PALESTINE — Tom Everhart, a long-time disc jockey in the Darke County and surrounding areas, was featured in an article in The Early Bird this past weekend.
For nearly eight decades, he has been collecting and playing rock-n-roll music and is knowledgeable on the subject because it is his passion.
“I still enjoy the past; that’s why I play old music,” said the 75-year-old Everhart. “I can’t do the top 40 stuff today. If I’m deejaying a wedding, I now have the couple write down the songs they want played on CDs. I tell them that their grandparents, aunts and uncles will want the old stuff. When I switch venue to good old rock-and-roll that’s when everybody hits the floor.”
Everhart, who often gets written requests on drink napkins, has done the bar circuits over the years but has slowed down on them, mainly now working at weddings, reunions and even for the Darke County Memory Lane dances that are held each Monday afternoon from 1 to 3 at the Greenville VFW.
Yes, he is the one who loads and unloads his equipment each time, and the one who keeps the music playing.
When he and wife, Becky, to whom he was married March 16, 1968, recently moved to another home in the Palestine area, he set up one special room, featuring his Elvis collection, lots of autographed records, posters and ‘olde’ music memorabilia….not to mention some of the items that belonged to his son Donnie, who died in 2005.
Everhart has autographs galore in that room. And, he has memories of the many concerts and opportunities he had to meet this musical artists over the decades.
“I have the Doors’ autograph from Detroit,” he said. “Ian Asbury was doing the lead singing but I never got a picture of him, but I had breakfast with them.”
He also has an autograph of Dean “Moose’ Torrence of Jan and Dean fame and has in his possession Rick Derringer’s “Hang On Sloopy” and the “Hoochie Coo” records.
Other records of his that were autographed include Rickie Nelson’s son; Eddie Money; Chuck Berry on his “Johnny B. Good” record; and Bill Barlett when he was with the Lemon Pipers and with Ram Jam.
“Barlett’s ‘Black Betty’ sold two million,” Everhart noted.
Other artists who gave him their autograph were Brenda Lee, all of the Canned Heat boys and even locals, the Kuhn Sisters.
There is artwork of Jim Morrison’s face, created by the Everharts’ son Donnie.
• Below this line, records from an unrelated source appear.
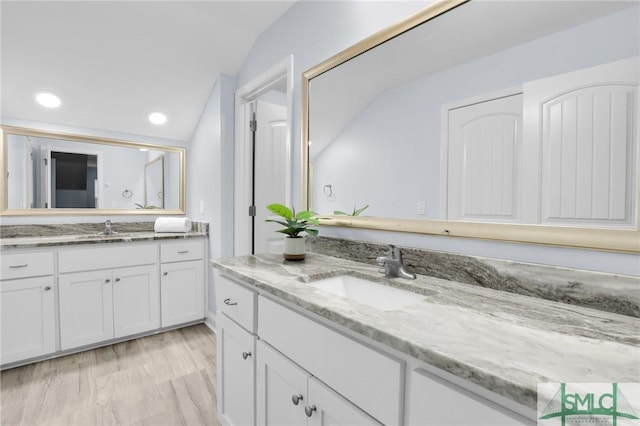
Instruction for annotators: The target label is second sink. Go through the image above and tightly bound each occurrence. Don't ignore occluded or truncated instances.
[308,275,426,311]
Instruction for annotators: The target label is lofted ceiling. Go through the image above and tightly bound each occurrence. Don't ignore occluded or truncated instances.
[0,0,295,142]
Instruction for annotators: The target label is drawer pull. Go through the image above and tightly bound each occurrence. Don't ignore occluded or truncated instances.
[304,405,317,417]
[291,394,304,406]
[224,298,237,306]
[9,264,28,269]
[242,351,252,360]
[44,286,52,291]
[177,250,189,254]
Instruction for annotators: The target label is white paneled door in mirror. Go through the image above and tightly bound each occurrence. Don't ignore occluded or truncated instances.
[523,57,638,229]
[446,93,522,223]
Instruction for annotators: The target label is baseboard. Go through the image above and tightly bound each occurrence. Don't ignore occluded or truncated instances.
[205,311,217,333]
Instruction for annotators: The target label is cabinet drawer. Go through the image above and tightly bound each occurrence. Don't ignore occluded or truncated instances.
[258,296,403,426]
[160,240,204,263]
[59,244,157,273]
[1,252,54,279]
[217,274,256,333]
[407,368,532,425]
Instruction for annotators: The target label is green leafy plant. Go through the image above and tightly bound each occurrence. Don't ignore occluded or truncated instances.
[266,203,320,237]
[334,204,369,216]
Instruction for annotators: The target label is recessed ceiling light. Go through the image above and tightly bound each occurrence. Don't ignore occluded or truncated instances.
[36,92,61,108]
[148,112,167,125]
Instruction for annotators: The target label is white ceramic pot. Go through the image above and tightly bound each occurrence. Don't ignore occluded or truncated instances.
[283,236,306,261]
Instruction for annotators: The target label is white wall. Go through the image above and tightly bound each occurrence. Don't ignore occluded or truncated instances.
[236,1,639,276]
[187,73,236,314]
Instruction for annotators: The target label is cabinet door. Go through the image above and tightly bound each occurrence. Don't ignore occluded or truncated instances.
[307,377,382,426]
[59,270,114,350]
[256,340,310,426]
[407,368,532,426]
[161,260,204,327]
[113,265,160,338]
[218,313,256,426]
[0,276,56,364]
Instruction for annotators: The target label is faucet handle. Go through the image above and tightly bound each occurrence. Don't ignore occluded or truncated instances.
[391,245,403,260]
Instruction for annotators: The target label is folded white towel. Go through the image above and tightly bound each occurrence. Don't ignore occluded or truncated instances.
[154,217,192,233]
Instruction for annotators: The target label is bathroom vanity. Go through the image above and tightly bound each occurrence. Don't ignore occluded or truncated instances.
[0,227,207,368]
[211,253,638,426]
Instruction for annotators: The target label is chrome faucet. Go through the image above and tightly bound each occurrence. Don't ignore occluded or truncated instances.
[103,220,113,235]
[376,245,416,279]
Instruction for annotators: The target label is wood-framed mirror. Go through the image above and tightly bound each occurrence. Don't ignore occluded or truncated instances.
[0,125,186,215]
[302,0,639,253]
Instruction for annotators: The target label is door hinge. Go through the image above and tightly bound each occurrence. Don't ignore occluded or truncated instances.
[249,119,257,132]
[43,158,48,166]
[248,205,256,216]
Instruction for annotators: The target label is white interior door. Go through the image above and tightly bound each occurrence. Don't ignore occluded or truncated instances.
[254,99,288,255]
[523,56,639,228]
[447,94,523,222]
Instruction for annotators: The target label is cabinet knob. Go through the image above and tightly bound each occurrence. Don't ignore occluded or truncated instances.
[291,394,304,406]
[224,298,238,306]
[242,351,252,360]
[44,286,52,291]
[304,405,317,417]
[163,272,168,276]
[105,279,111,283]
[115,278,121,282]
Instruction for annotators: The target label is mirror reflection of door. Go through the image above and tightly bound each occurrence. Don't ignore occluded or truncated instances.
[49,151,98,208]
[144,155,164,209]
[446,93,523,222]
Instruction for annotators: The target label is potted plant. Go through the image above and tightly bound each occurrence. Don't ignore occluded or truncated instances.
[265,203,319,261]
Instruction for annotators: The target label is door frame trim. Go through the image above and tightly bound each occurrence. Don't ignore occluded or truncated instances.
[234,55,294,256]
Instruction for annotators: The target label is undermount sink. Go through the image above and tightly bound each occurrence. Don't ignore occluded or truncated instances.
[308,275,427,311]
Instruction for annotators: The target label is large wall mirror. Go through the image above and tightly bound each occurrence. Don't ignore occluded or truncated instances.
[0,126,186,215]
[302,0,640,253]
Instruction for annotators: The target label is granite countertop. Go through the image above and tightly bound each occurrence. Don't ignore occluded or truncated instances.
[0,231,207,249]
[0,222,207,249]
[210,253,640,411]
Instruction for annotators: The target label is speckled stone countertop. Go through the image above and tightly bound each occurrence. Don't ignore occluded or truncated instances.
[0,231,207,249]
[0,222,208,249]
[210,253,640,411]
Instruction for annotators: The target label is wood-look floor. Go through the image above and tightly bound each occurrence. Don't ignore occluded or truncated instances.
[0,324,221,426]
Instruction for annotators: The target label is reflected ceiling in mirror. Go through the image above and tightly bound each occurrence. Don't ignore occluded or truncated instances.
[303,0,639,252]
[1,126,186,215]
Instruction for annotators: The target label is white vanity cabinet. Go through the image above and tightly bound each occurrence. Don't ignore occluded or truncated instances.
[216,273,399,426]
[58,244,160,350]
[160,240,206,327]
[258,295,403,426]
[0,251,56,364]
[257,340,382,426]
[215,270,536,426]
[216,273,257,426]
[218,312,256,426]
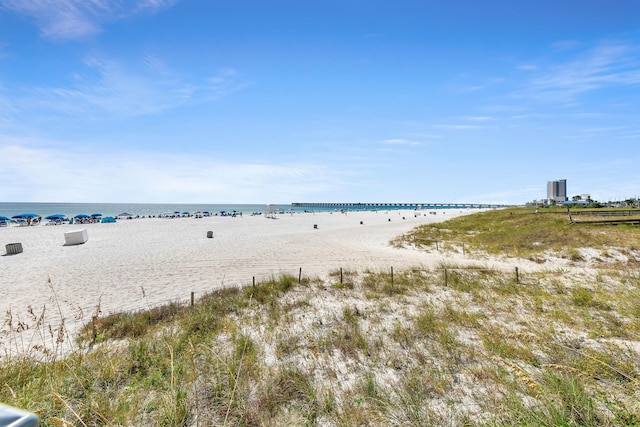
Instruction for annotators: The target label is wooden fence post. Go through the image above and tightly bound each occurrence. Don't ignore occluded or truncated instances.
[391,266,394,289]
[299,267,302,284]
[515,267,519,284]
[191,291,195,308]
[340,267,343,284]
[444,268,448,287]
Nearby on the wall is an unsigned record cover that Morrison sent to Everhart….no autograph yet a note inside read, “A true Jim Morrison fan and a real friend,” meaning Everhart.
He has seen many artists in person, including the Turtles, Buckingham, Gary Lewis of the Playboys, the Doors, Elvis, Randy and Rick Zehringer and the Rick Z Combo.
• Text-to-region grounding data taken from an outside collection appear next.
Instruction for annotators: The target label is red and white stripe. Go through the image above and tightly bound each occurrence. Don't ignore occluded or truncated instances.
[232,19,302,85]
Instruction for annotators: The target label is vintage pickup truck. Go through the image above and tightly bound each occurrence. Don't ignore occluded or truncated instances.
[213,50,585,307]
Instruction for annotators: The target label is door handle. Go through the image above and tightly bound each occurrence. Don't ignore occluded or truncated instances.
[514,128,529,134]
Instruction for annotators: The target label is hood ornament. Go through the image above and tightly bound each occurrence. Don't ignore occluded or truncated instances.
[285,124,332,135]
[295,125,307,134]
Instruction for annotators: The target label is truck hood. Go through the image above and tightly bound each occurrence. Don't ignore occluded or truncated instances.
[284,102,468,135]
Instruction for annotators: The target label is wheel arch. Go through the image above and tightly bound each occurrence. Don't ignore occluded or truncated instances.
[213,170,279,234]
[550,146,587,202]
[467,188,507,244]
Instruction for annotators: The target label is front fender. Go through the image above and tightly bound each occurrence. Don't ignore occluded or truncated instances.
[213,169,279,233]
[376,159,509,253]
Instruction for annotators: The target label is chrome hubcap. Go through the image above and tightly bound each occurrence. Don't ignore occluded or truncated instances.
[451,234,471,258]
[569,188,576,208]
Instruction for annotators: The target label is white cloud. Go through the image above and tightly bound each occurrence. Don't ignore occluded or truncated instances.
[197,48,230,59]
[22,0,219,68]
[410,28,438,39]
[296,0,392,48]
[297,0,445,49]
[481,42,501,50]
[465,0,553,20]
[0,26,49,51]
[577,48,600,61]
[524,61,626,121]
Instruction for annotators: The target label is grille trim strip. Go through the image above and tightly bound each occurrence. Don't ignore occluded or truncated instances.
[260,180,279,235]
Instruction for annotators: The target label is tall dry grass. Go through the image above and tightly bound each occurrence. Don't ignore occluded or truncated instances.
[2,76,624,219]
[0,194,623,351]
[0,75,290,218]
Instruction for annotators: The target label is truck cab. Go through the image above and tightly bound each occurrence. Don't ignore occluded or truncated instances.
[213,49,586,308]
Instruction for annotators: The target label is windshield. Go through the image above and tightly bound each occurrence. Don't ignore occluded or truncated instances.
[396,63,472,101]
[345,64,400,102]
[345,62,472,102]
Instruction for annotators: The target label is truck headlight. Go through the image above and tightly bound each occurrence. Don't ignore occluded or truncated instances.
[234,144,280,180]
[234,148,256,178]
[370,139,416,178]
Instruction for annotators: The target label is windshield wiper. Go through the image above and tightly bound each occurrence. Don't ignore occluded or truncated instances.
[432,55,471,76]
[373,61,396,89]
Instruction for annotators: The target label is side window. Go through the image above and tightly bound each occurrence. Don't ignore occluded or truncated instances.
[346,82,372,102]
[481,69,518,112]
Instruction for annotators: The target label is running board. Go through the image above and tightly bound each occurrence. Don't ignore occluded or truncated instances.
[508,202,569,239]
Everhart’s love of music started when he was 10, when his mother began buying records for him, a hobby that he kept by getting jobs to pay for his vinyls.
His first gig was at the New Madison American Legion at the age of 13, taking with him a turntable, a microphone and amp.
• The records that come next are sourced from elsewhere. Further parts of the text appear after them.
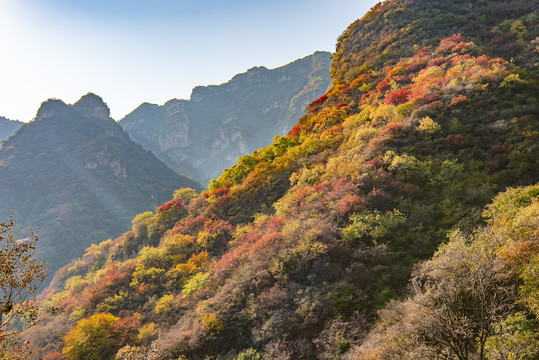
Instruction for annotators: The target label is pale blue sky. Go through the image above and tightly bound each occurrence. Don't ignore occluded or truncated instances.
[0,0,378,121]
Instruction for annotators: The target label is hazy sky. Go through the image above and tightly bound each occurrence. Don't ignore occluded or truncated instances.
[0,0,378,121]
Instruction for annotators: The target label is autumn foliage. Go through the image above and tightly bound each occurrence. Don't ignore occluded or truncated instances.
[23,1,539,359]
[157,199,184,213]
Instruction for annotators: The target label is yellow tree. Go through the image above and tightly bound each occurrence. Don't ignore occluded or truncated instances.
[63,313,120,360]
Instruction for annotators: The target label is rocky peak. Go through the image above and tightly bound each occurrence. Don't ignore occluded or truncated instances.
[246,66,268,74]
[190,86,216,103]
[35,99,69,120]
[72,93,111,120]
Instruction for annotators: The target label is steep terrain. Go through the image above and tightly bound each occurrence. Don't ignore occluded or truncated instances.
[120,51,332,185]
[0,116,23,142]
[24,0,538,359]
[0,94,201,275]
[350,183,539,359]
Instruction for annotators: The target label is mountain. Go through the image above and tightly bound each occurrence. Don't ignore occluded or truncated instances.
[0,93,201,275]
[24,1,538,359]
[120,51,332,185]
[0,116,23,142]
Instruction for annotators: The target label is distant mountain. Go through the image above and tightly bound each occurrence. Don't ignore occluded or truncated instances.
[120,51,332,185]
[0,93,201,274]
[0,116,23,141]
Over the years, he worked for Mercury Records at the Richmond Record Press, for American Aggregates in Phillipsburg, for Sheller-Globe in Union City and worked with his father, at Sellman’s Hardware in Greenville. Then, he went back to Tri-Village School from where he graduated in 1962, and worked for 25 years, 16 years as janitor and 17 years as a teacher’s aide. He retired in 2005.
“I’m getting into this book-writing business now,” said Everman, who served in the military in 1966 and 1967. “I’m starting my seventh one, which will feature lots of photographs.”
Everhart himself said he plays no instruments, but did play drums in junior high but never pursued it. He has sung on occasion over the years, however.
Elvis is his favorite artist, and his favorite band of all times is The Doors, followed closely by the Rolling Stones.
“I met The Doors personally,” he said. “I got to be friends with Morrison’s brother-in-law and still correspond with him. I liked the Stones better than the Beatles but I play the Beatles more now because they’re popular.
Everhart’s even been to the Monterey Pop but never made it to Woodstock two years later.
In addition to all of this, he played Little League as a child with Sam Lindamood as his coach. Then, as he got older, he played basketball on both industrial and independent leagues.
All the while, he was busy at other things, he never put music on the back burner.
“I have no idea when I’ll quit,” he said.
“I’ve had 52 years of this,” his wife quipped.